Douglass was the poet of the group. At least, he was the only one who didn't look out the window during English lit.

And they would be returned to the shore relatively soon, unless they got caught and stranded in kelp, which was all along this coastline stretch of the Santa Barbara Channel, according to the small, laminated chart they had. That would be the final indignity. Three hunky sailors, suntanned and cool, with a busted rudder, chocolate Twix smears on their mouths, and a Hobie Cat with a proud red, orange, and yellow sail snarled in large bundles of seaweed.

The skies darkened, the planets and stars began to show, and the Hobie Cat continued to bob in the right direction. The waters were insistently choppy and Vlaskovitz knew that by the time they got back to shore it would be the land that seemed unsteady. Hopefully-since they'd also left the cell phone in the car-they'd be close enough to a pay phone to call for someone to come and get them and bring them back to their own wheels.

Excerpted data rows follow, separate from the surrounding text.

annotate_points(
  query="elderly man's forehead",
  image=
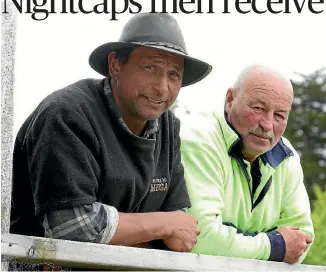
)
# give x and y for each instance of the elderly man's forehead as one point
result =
(153, 53)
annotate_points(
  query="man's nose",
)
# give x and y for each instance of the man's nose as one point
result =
(266, 121)
(161, 84)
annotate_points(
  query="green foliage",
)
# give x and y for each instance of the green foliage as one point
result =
(317, 252)
(307, 127)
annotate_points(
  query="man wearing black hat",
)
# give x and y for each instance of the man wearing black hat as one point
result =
(99, 160)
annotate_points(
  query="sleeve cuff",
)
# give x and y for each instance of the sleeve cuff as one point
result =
(277, 246)
(112, 224)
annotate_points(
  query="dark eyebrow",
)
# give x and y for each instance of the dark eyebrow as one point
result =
(157, 60)
(257, 100)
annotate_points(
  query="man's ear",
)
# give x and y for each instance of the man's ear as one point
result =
(229, 99)
(113, 64)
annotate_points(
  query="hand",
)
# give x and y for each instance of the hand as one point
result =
(295, 242)
(183, 231)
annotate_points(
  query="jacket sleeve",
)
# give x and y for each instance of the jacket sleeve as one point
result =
(205, 183)
(61, 149)
(295, 209)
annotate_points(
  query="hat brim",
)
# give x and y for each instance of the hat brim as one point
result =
(194, 69)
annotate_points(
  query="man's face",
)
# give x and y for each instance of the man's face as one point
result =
(148, 84)
(260, 112)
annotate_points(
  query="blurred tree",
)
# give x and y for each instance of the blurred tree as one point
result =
(317, 253)
(307, 127)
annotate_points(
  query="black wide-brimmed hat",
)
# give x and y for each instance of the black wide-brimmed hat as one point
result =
(155, 30)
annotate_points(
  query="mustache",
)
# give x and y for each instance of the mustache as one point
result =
(261, 133)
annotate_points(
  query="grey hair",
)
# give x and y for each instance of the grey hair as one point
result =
(255, 68)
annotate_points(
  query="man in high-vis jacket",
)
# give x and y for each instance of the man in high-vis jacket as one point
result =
(244, 179)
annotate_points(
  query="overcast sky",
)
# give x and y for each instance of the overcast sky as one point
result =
(53, 53)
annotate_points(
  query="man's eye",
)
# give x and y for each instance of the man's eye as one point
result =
(150, 67)
(259, 108)
(279, 116)
(175, 74)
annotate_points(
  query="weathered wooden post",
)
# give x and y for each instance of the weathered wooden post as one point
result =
(8, 31)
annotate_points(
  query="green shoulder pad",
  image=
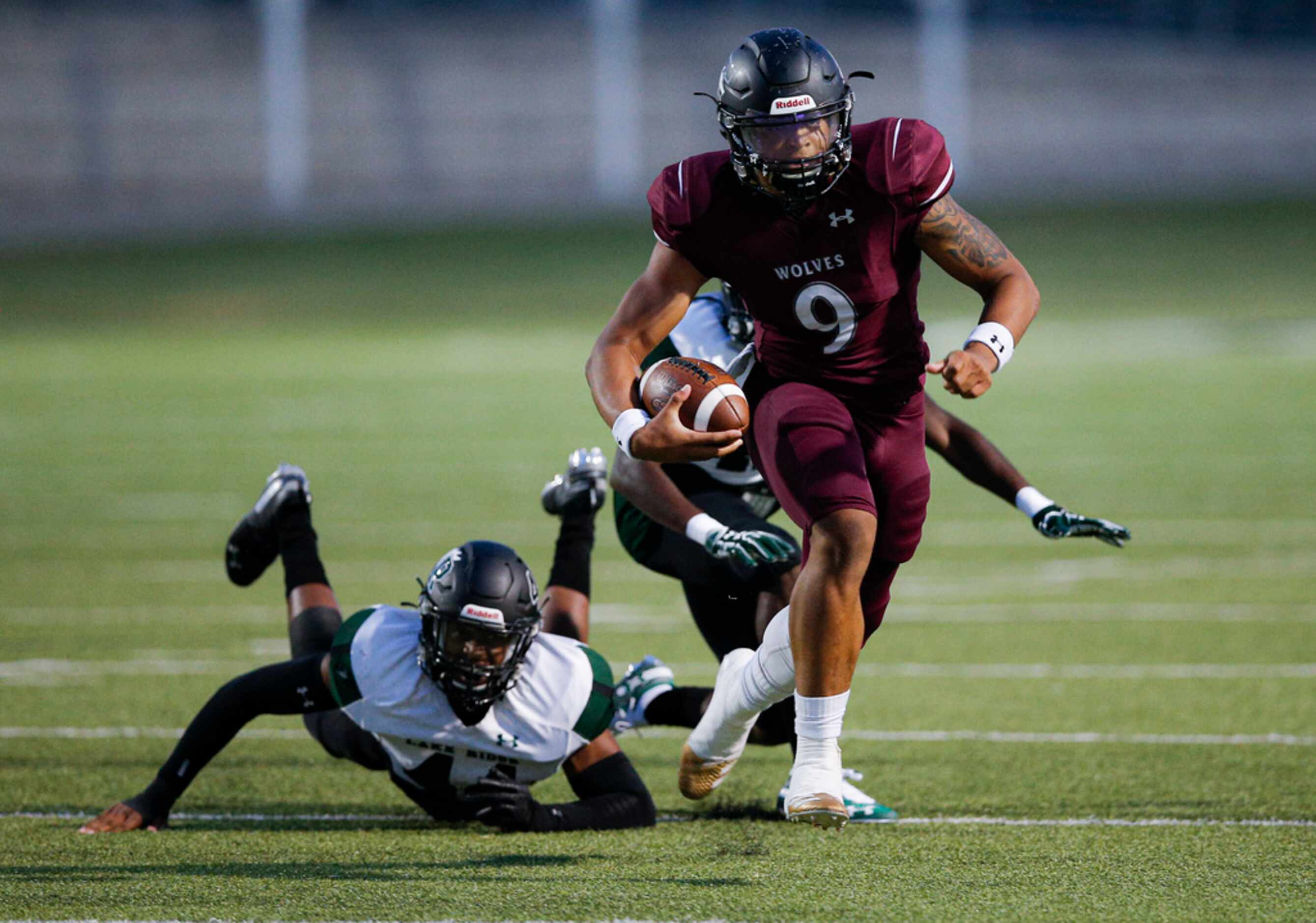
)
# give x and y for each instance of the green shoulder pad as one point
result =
(598, 709)
(343, 681)
(664, 350)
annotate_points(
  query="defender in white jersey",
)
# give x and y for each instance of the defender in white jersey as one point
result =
(462, 701)
(706, 523)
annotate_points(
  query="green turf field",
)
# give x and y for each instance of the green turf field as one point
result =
(1068, 730)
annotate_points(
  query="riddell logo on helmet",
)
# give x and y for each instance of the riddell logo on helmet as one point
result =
(794, 104)
(481, 613)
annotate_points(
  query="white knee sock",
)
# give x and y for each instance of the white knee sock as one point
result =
(770, 676)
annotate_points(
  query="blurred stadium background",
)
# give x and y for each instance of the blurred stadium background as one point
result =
(154, 115)
(378, 239)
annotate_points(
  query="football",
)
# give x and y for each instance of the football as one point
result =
(715, 404)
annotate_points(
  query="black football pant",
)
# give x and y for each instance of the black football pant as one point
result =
(313, 634)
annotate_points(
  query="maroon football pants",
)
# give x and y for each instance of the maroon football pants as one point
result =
(820, 455)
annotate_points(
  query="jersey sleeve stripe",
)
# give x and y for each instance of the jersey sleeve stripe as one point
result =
(598, 709)
(343, 681)
(945, 182)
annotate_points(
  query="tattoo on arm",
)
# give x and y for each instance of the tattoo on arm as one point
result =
(960, 237)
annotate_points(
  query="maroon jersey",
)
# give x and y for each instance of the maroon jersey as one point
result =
(833, 289)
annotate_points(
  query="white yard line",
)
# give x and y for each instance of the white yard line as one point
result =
(44, 672)
(1051, 670)
(626, 618)
(670, 734)
(680, 818)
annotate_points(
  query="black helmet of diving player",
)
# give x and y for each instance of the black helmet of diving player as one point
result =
(785, 109)
(740, 326)
(480, 614)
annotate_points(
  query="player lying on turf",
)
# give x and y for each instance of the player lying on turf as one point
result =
(463, 703)
(743, 575)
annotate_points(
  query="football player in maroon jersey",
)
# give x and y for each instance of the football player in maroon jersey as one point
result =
(822, 230)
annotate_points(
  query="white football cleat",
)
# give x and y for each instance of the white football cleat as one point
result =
(816, 793)
(862, 808)
(717, 742)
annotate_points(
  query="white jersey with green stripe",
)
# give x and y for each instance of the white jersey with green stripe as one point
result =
(561, 701)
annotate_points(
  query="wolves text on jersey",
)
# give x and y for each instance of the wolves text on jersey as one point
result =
(810, 266)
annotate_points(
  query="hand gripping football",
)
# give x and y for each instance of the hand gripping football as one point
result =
(715, 401)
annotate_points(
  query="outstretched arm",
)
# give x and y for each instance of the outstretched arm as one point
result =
(611, 796)
(971, 453)
(292, 688)
(974, 456)
(974, 256)
(653, 305)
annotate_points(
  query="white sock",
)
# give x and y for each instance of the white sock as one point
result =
(818, 768)
(770, 676)
(820, 717)
(818, 751)
(766, 677)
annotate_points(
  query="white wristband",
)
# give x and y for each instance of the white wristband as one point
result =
(626, 426)
(1032, 501)
(995, 338)
(702, 526)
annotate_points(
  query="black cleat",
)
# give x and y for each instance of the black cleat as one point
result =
(255, 543)
(582, 489)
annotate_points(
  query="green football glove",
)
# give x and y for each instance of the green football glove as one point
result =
(1056, 522)
(750, 549)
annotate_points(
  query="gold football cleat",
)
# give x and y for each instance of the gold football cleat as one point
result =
(819, 809)
(698, 777)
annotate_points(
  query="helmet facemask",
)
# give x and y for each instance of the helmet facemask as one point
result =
(794, 157)
(473, 651)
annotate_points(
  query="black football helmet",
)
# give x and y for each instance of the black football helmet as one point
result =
(740, 326)
(785, 109)
(480, 613)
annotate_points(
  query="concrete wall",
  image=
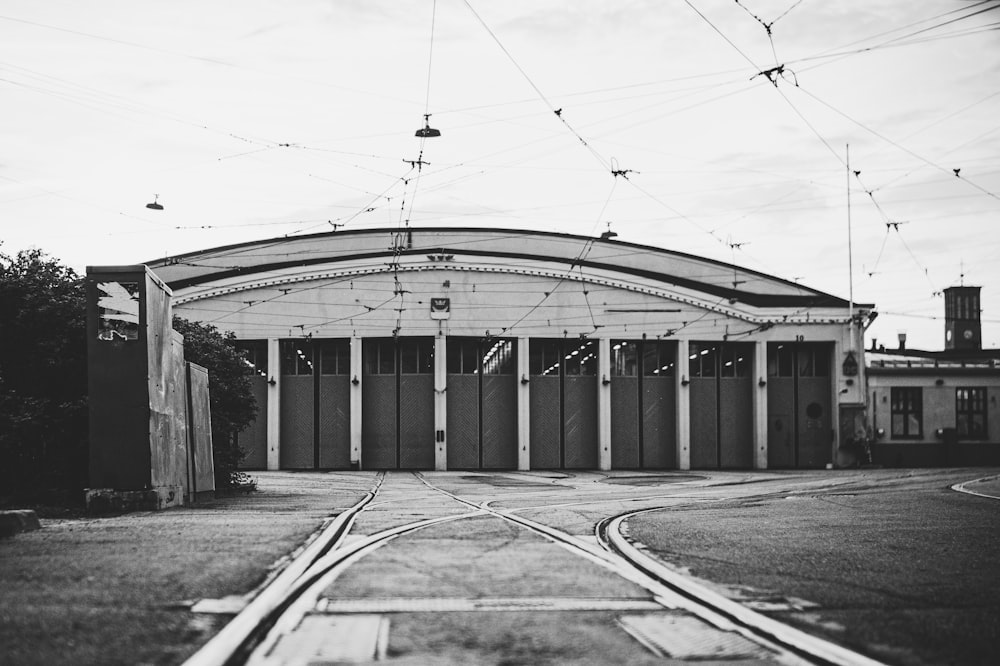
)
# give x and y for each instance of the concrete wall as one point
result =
(138, 394)
(201, 475)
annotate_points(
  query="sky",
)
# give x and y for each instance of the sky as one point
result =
(852, 146)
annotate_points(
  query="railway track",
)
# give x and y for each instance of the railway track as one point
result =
(280, 608)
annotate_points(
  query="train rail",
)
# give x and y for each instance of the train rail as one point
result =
(280, 607)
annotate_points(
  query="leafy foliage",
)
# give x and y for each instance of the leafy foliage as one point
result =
(233, 406)
(43, 375)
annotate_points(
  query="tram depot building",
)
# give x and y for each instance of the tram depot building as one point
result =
(475, 349)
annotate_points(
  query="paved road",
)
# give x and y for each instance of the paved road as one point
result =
(471, 586)
(890, 563)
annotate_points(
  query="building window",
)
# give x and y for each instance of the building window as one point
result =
(296, 357)
(335, 357)
(970, 413)
(254, 355)
(907, 412)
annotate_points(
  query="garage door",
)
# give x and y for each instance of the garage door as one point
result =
(563, 403)
(643, 404)
(397, 430)
(482, 403)
(721, 386)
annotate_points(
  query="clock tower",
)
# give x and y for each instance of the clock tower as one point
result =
(962, 326)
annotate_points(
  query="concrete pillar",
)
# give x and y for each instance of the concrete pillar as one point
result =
(604, 404)
(760, 406)
(274, 404)
(523, 407)
(356, 378)
(441, 402)
(683, 406)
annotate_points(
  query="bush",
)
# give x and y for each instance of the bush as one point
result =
(43, 376)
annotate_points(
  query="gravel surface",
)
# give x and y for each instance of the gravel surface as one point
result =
(900, 566)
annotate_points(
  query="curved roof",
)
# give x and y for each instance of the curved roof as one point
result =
(668, 267)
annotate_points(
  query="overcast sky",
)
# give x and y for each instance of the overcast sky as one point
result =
(729, 125)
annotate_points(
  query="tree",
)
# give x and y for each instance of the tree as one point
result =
(233, 406)
(43, 375)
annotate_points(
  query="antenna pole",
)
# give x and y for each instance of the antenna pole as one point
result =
(850, 251)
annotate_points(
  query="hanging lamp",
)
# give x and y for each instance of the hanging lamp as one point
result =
(427, 131)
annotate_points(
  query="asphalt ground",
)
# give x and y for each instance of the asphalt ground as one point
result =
(899, 566)
(117, 590)
(896, 566)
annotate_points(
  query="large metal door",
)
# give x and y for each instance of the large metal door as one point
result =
(378, 405)
(397, 429)
(315, 404)
(297, 405)
(463, 403)
(545, 403)
(563, 404)
(799, 398)
(416, 403)
(721, 385)
(482, 404)
(813, 405)
(334, 405)
(252, 440)
(643, 404)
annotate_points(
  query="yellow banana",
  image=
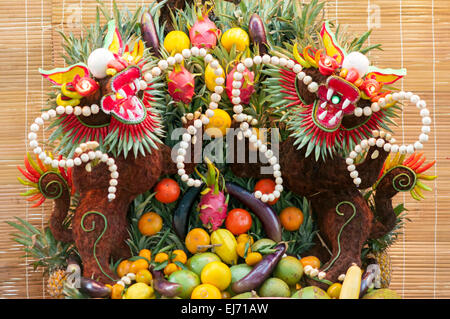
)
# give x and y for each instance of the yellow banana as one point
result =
(227, 249)
(352, 283)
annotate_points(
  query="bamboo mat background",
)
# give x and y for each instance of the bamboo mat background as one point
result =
(414, 34)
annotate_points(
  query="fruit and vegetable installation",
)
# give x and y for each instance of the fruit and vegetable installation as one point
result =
(154, 197)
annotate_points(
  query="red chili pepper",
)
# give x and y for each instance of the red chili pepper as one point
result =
(28, 175)
(39, 203)
(424, 168)
(85, 86)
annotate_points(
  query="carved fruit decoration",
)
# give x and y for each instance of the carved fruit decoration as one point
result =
(247, 84)
(181, 84)
(204, 33)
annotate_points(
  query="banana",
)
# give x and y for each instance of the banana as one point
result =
(352, 283)
(227, 249)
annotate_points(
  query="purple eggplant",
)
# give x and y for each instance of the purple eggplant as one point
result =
(94, 288)
(163, 286)
(263, 211)
(260, 272)
(257, 32)
(368, 278)
(149, 34)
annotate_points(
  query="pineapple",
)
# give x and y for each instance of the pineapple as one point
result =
(55, 284)
(47, 252)
(384, 261)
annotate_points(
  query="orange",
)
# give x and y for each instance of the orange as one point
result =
(334, 290)
(240, 248)
(144, 276)
(138, 265)
(226, 295)
(116, 291)
(123, 268)
(312, 261)
(170, 268)
(206, 291)
(291, 218)
(179, 255)
(146, 254)
(238, 221)
(167, 191)
(150, 224)
(196, 237)
(253, 258)
(266, 186)
(245, 238)
(217, 274)
(161, 257)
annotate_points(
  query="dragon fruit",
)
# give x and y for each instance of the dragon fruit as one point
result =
(181, 84)
(247, 86)
(213, 203)
(204, 33)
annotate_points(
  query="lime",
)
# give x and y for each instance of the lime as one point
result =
(311, 292)
(383, 293)
(289, 269)
(263, 243)
(274, 287)
(198, 261)
(139, 291)
(188, 281)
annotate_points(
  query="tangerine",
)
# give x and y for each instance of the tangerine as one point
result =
(179, 255)
(123, 268)
(291, 218)
(137, 265)
(171, 268)
(167, 191)
(197, 237)
(217, 274)
(266, 186)
(146, 253)
(238, 221)
(206, 291)
(253, 258)
(144, 276)
(161, 257)
(150, 224)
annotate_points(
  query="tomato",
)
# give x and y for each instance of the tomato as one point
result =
(291, 218)
(167, 191)
(238, 221)
(150, 224)
(312, 261)
(266, 186)
(197, 237)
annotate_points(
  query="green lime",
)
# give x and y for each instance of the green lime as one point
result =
(289, 269)
(198, 261)
(384, 293)
(311, 292)
(274, 287)
(263, 243)
(188, 281)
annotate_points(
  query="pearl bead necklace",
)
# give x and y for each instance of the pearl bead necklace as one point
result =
(390, 147)
(247, 120)
(203, 119)
(85, 152)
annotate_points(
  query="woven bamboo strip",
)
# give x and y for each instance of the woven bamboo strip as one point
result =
(414, 34)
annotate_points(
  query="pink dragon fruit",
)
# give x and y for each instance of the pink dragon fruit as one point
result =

Vlaskovitz consulted the chart by moonlight. The Hobie Cat was now about four hundred feet from shore. They were headed to an area of the beach that was only one fathom deep. As soon as they cleared the mooring buoy, he'd get off the damn Cat and pull it to-

The Hobie Cat shuddered violently and then stopped dead. The trampoline bulged in the center. The three men, who had been more or less lounging, were quickly alert.

"What the fuck?" d'Escoto blurted. He grabbed the forward crossbar, which rested between the pontoons, to keep from being tossed over.

"Submerged rock-" Douglass shouted.

"Shift to port," Vlaskovitz told the others. He wanted to try to alleviate the pressure on the center to keep the fabric from tearing. He held onto the halyard but let it go slack as he moved.